Tras la movilización del viernes en Chilpancingo, el fiscal estatal recibió a una comitiva de los manifestantes a las 19 horas, con quienes se comprometió a que “habrá avances en las indagatorias”, sin dar más detalles.
Una adulta mayor, integrante del CECOP, expresó durante el mitin: “No hay que tener miedo a nadie, pinches judiciales y policías mañosos. Y todos los que están en el gobierno son una mañosura”.

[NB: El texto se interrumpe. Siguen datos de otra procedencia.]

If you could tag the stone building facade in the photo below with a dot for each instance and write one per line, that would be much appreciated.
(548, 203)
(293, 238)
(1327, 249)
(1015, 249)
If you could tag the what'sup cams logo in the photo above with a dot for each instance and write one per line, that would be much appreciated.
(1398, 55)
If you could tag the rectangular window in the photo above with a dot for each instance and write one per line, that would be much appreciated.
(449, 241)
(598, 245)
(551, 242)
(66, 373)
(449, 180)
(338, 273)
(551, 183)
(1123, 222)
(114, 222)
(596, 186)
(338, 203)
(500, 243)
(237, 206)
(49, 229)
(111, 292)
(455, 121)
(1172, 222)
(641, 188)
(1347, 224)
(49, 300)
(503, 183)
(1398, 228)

Las organizaciones firmantes de un comunicado conjunto –entre ellas Tlachinollan, los padres de los 43 de Ayotzinapa y la Red Nacional de Organismos Civiles de Derechos Humanos “Todos los Derechos para Todas, Todos y Todes” (Red TDT, integrada por 88 organizaciones en 23 estados)– calificaron el manejo de la Fiscalía como una “simulación institucional”.
“El tiempo corre en sentido contrario para que los familiares sepan la verdad”, señala el texto. “Este aplazamiento queda claro que es para favorecer a los que cometieron el crimen.”